In recent years, the desirability of packaging several integrated circuit chips within a single package or compact module has been appreciated. The resulting package provides relatively complex electronic functions as well as improved performance, enhanced density and shortened interconnect lines.
Such packages generally comprise multi-chip carriers, which include a substrate for supporting the chips and on which is formed a high density interconnect grid, which provides interconnection between pads of the various chips and also provides a connection to leads at the periphery of the package.
The chips are bonded to the substrate. The electrical connections between the multi-chip carrier and the chip pads as well as between the carrier and the package-leads are established by using suitable existing technologies, such as wire bonding, tape automated bonding, laser interconnect deposition and flip-chip bump bonding. Passive elements such as capacitors and inductors may also be mounted on the substrate.
The manufacture of multi-chip carriers normally involves the deposition onto a substrate and patterning of four different metal layers, having four different insulation layers therebetween.
A typical manufacturing sequence is summarized hereinbelow:
A first metal layer, which may serve as a ground plane, is deposited on a substrate such as a glass plate, a ceramic plate or a silicon wafer.
A first insulation layer, such as polyimide or glass, is deposited over the first metal layer.
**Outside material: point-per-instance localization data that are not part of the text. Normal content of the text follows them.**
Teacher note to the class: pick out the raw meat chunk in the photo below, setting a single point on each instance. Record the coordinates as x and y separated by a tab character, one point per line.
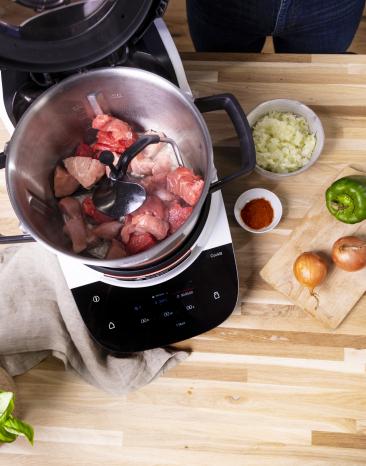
91	211
163	162
154	159
185	184
147	223
118	128
140	242
64	184
141	166
152	205
70	207
108	230
85	169
177	216
75	229
114	134
84	150
144	223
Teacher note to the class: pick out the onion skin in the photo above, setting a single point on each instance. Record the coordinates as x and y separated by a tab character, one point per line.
310	270
349	253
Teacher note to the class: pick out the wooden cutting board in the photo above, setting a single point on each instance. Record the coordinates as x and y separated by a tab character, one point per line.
318	231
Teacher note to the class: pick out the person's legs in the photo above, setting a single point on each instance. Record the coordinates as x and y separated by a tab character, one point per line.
230	25
317	26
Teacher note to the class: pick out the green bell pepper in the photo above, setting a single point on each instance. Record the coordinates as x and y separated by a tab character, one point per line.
346	199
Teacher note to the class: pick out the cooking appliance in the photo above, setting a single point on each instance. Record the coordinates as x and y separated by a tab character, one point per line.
317	232
151	300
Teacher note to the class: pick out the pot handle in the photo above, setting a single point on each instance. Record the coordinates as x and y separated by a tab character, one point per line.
14	238
231	105
2	160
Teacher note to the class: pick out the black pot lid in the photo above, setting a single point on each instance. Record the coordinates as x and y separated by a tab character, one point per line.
62	35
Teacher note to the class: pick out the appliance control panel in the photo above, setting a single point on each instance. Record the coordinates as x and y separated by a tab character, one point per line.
127	320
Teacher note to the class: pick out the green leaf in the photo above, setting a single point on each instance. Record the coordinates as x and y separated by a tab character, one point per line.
6	437
6	405
18	427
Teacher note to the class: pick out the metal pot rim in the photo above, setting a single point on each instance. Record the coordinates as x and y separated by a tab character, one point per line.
151	255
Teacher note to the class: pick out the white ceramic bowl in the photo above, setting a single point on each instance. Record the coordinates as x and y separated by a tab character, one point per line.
286	105
258	193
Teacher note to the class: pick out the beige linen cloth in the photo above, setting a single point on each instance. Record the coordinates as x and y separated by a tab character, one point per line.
38	317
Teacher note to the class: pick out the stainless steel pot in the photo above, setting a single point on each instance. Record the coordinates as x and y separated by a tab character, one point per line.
55	123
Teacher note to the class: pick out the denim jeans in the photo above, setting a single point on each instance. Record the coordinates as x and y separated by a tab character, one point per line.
297	26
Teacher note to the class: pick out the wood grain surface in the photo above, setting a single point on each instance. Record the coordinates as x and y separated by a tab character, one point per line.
271	385
341	290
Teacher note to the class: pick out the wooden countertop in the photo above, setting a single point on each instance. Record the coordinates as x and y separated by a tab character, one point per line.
269	386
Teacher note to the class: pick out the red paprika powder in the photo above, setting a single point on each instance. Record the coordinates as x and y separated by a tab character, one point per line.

Standard photolithography and etching techniques are employed to define vias through the insulation layer for connecting upper layers to the ground plane.
A second metal layer is deposited over the first insulation layer. This layer may serve as the power plane. Standard photolithography and etching techniques are employed to isolate the ground plane from the power plane by etching the metal around the previously formed vias.
A second insulation layer is deposited over the second metal layer. Standard photolithography and etching techniques are employed to define vias for connections of upper layers to the ground plane and power plane.
A third metal layer is deposited over the second insulation layer and patterned to form a bottom signal plane.
A third insulation layer is deposited over the third metal layer and patterned to define vias for connection to the underlying metal layers.
A fourth metal layer is deposited over the third insulation layer and patterned to form an upper signal plane which usually includes bonding pads by which the multi-chip carrier will be connected to the chips and to the package leads.
A fourth insulation layer is deposited over the fourth metal layer and patterned to define openings for the bonding pads.
The above-summarized process is long and costly and the product produced thereby is specific to a given application, such that each application requires a custom-made carrier.
An electrically programmable multi-chip carrier is described in an article entitled "Programmable Silicon Circuit Boards for High Density Packaging" in Semiconductor International, November 1987, page 32. This chip carrier is also described in an article entitled "An electrically programmable silicon circuit board," by Albert A. Bogdan, Proc. BUSCON'87 pp 156 ff.